Yesterday I stood at the edge of the Atlantic Ocean during a stormy sunrise. The beach on the Outer Banks of North Carolina stretched out of sight in both directions. The deep blue clouds, lighted from above were a thing of rare beauty.  The strong, gusty winds pushed me around like one of the few brave seagulls.  But what overwhelmed me most was the inescapable salty aroma that heralded the transition from continent to ocean, the edge of two very different worlds that touch at the thin coastal line.
These two worlds collide at a raw edge that brings constant upheaval to both.  It is a place of extreme beauty and danger for those who dwell on the land and those who traverse the seas.  In centuries past, many seafarers, hoping for solid ground, met their end in an unhappy transition from one to the other. This “Graveyard of the Atlantic “ has an auspicious reputation. The lure of the salty surf claims more unwary land dwellers each weekend than all the inland waterways of this enormous continent.

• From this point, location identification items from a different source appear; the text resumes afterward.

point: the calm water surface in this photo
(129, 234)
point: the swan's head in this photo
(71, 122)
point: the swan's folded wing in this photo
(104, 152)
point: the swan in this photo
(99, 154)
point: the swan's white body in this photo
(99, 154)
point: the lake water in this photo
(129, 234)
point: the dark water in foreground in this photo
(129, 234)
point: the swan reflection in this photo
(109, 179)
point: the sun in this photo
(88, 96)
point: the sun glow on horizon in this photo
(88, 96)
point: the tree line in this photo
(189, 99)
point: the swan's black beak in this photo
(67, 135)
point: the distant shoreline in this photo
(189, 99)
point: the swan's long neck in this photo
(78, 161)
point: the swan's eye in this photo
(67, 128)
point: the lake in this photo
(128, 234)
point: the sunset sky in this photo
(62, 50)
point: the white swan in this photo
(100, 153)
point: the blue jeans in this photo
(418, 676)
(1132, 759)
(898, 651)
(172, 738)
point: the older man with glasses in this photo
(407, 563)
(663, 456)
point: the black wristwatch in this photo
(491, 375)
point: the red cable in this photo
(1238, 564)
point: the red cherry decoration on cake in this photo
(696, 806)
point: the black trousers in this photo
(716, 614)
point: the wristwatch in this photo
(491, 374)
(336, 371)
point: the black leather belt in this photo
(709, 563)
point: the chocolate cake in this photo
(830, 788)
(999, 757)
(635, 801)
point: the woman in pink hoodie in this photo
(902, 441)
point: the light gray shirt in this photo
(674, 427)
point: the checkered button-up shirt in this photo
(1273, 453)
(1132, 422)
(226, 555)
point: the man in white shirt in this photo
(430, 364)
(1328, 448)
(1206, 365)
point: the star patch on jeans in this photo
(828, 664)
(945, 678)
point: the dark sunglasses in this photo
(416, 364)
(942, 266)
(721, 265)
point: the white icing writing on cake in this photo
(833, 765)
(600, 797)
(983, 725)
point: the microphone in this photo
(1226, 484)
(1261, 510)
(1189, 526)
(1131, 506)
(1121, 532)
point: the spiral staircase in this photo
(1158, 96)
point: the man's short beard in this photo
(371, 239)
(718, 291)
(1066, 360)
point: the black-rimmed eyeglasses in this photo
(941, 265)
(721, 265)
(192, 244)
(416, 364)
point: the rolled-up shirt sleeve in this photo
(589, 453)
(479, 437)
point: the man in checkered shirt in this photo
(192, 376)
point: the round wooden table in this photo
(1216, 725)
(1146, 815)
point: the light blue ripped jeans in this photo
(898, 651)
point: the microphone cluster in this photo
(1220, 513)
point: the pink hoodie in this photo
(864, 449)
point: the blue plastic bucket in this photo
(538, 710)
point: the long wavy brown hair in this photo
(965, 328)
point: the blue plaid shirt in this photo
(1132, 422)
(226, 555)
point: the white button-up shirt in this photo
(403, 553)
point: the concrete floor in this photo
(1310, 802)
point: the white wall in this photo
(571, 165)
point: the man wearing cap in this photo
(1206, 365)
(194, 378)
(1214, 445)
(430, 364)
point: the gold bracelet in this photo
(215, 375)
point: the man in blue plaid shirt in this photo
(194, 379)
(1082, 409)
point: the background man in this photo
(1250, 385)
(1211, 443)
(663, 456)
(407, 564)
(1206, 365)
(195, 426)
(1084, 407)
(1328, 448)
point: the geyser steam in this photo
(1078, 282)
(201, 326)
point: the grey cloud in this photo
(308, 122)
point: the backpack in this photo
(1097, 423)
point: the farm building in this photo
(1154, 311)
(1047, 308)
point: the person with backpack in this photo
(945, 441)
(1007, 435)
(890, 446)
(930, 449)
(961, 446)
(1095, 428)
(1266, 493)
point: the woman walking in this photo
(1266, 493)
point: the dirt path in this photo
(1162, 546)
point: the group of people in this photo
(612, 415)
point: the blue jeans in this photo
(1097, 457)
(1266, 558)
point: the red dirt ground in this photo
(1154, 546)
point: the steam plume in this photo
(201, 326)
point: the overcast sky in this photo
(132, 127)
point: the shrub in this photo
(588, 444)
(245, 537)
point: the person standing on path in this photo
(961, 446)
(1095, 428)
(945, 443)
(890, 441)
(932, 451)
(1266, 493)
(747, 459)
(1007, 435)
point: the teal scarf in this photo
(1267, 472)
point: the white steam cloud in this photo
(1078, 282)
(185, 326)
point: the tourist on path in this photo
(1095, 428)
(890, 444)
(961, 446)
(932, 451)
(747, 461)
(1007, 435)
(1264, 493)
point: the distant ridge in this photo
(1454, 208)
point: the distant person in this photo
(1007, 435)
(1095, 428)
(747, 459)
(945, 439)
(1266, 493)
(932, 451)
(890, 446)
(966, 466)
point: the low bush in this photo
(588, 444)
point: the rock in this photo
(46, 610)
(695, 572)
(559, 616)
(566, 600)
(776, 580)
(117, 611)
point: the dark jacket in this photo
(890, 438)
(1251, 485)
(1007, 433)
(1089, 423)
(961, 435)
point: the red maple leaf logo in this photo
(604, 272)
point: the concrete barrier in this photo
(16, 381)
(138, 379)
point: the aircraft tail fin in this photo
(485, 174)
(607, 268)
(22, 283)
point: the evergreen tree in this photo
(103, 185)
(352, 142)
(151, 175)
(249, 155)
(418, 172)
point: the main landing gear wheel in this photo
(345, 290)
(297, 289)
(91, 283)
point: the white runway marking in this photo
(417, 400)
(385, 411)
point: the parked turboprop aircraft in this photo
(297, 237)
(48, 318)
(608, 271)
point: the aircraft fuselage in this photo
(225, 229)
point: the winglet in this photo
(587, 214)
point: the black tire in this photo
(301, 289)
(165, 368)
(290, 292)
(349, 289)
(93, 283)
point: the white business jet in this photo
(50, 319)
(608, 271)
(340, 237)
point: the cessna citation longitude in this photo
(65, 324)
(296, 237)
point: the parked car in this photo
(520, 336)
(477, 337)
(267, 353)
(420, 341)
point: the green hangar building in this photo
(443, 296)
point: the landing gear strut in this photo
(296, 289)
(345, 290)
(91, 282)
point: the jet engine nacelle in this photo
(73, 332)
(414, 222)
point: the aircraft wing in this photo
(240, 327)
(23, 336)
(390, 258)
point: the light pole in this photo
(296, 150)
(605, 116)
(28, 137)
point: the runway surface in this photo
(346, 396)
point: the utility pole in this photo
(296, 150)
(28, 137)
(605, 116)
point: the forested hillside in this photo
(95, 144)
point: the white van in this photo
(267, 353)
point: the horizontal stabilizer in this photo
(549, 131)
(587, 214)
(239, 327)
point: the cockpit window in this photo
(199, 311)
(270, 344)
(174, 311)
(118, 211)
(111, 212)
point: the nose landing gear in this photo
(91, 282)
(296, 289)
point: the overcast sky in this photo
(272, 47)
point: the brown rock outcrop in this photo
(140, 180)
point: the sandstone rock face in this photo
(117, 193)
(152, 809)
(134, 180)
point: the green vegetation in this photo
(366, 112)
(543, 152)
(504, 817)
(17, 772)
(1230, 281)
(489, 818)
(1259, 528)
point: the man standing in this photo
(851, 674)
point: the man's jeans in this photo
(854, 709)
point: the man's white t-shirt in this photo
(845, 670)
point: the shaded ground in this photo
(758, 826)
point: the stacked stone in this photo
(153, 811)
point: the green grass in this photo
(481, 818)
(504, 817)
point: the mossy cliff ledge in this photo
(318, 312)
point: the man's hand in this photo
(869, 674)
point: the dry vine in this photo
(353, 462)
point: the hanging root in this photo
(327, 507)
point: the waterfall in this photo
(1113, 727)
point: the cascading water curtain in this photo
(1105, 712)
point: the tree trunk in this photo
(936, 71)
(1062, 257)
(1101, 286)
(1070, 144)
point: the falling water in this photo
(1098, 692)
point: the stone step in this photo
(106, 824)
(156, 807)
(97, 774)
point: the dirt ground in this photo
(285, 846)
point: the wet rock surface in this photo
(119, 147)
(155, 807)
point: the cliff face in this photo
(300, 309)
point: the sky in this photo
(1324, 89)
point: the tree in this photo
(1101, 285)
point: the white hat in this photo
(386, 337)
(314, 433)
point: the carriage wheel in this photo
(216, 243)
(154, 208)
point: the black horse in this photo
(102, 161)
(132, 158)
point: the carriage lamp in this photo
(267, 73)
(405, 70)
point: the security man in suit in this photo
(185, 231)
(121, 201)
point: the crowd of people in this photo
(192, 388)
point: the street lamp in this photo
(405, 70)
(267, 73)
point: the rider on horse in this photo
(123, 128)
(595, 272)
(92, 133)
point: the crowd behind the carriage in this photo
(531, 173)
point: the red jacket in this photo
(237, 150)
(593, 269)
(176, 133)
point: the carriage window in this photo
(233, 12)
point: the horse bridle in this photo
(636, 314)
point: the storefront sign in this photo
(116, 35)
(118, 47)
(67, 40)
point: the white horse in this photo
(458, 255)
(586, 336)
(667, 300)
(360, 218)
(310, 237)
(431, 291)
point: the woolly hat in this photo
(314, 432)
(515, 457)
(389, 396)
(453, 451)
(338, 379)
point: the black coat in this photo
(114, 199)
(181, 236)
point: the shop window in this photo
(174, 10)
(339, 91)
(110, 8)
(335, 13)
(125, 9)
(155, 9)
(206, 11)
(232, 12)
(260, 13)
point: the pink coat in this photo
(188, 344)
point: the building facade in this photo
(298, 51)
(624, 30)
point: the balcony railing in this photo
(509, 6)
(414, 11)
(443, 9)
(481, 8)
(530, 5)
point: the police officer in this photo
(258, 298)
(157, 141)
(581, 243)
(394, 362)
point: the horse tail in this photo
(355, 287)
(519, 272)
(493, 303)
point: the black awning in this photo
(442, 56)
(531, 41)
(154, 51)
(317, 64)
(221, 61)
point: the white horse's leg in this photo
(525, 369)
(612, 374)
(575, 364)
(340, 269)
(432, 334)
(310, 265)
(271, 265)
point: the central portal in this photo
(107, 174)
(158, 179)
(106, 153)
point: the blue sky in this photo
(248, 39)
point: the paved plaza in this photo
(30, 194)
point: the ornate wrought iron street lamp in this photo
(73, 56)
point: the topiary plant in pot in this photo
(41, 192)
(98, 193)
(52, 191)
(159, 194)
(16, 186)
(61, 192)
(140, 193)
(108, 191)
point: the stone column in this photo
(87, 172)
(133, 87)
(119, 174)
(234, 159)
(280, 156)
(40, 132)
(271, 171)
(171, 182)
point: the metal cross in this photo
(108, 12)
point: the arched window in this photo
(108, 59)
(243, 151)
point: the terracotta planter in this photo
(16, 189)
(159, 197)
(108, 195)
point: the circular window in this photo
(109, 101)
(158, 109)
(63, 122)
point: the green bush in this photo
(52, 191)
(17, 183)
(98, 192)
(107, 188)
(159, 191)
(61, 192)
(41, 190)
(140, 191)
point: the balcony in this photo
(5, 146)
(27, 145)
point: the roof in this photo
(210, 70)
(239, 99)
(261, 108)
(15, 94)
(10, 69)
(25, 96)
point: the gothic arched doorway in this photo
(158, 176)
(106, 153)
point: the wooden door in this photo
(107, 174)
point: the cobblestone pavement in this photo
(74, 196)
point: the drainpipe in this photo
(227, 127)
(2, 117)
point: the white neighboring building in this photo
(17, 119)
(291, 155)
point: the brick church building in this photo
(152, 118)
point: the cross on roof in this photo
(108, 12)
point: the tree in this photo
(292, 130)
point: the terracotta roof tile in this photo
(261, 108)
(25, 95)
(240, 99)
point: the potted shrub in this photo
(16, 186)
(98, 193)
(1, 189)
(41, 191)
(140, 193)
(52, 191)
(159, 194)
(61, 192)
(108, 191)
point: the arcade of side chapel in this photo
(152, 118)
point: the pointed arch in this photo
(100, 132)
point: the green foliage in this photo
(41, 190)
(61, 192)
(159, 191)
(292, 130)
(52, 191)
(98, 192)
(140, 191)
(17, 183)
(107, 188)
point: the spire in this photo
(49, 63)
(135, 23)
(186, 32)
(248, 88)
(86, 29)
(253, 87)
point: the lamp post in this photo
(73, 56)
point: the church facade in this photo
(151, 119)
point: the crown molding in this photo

What draws us to this edge? What intensifies its appeal? Why leave the relative safety of the familiar to gaze upon the chasm? It seems we are helpless to resist the vastness of the unknown, the longing for transition. From the womb into the larger world, from childhood to adolescence, marriage, parenthood pull us in like gravity.  There at the edge we inhale the aroma that tells us we are alive. We see the unsettling dangers – both beautiful and frightening.  We wade in… and lose forever our familiar past.